Of course, an early arrival to the majors only matters so much. Good health and superior ability are obvious factors. But Maddux noticed other shared traits among his contemporaries who reached 300 wins: Glavine, Johnson and Roger Clemens.

“The common thread was the desire to play every day, to win, to keep playing,” Maddux said. “It was never about money. There was a certain love for the game. You have to enjoy going to the ballpark every day, being around your teammates, the competition, the preparation, putting your work in. That’s what they all did.”

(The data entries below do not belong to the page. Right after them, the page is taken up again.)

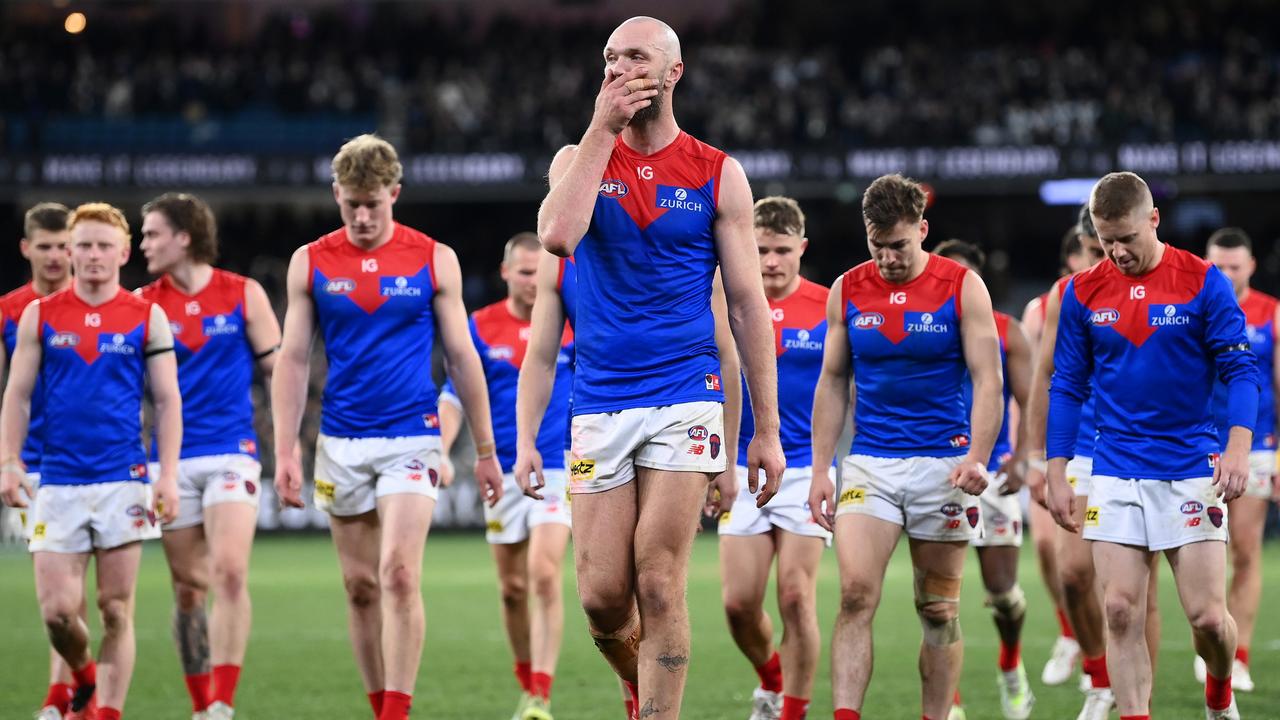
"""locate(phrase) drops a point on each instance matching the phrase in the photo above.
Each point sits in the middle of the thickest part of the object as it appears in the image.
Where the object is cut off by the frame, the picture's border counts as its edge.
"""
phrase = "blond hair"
(366, 164)
(100, 213)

Kershaw appears to match many of those criteria. He’s uncommonly mature for a player his age, from his sponsorship of a home for orphaned children in Zambia (where he has visited twice) to the way he appreciates the privilege of playing in the majors.

“Everybody that’s retired says, ‘Enjoy it while you can,’ and that’s what I try to do,” Kershaw said last week. Asked if he would pitch until he’s 40, he laughed and replied, “I’ll pitch until I’m 80 if they let me.”

Maddux didn’t make it quite that far. But he did put his body through more than 5,000 innings in the major leagues while landing on the disabled list only once — and that was for a back injury. Strength and conditioning coaches won’t want to hear the explanation for how he did it.

“Just luck,” he said. “I did my shoulder exercises, but so does everybody else. Just luck, really. I didn’t really do a whole lot. I played golf. That was it. It’s kind of hard to get hurt playing golf.”

Kershaw’s chances at 300 could be aided by working in one of baseball’s great pitcher-friendly ballparks — and playing on a Dodgers team that should become stronger after the ownership transition. Maddux, though, doesn’t put much stock in such things.

“Park, offense, defense — that has jack s--- to do with it,” he said. “It’s about how you pitch. I don’t buy into that. Steve Carlton was on the worst team in the world (and still won 27 games). … It’s how you pitch. The pitcher makes the team. If you outpitch the other guy, you win. You’ve got to be better than the guy you’re facing.”

Matt Cain and Tim Lincecum might beg to differ. They are several years older than Kershaw but aren’t far ahead of him in wins — each has 69 — because the San Francisco hitters have offered modest run support. They’ll have their chances to slow Kershaw’s progress toward 300 when they face him this year. But they may need to pitch like Maddux to do it.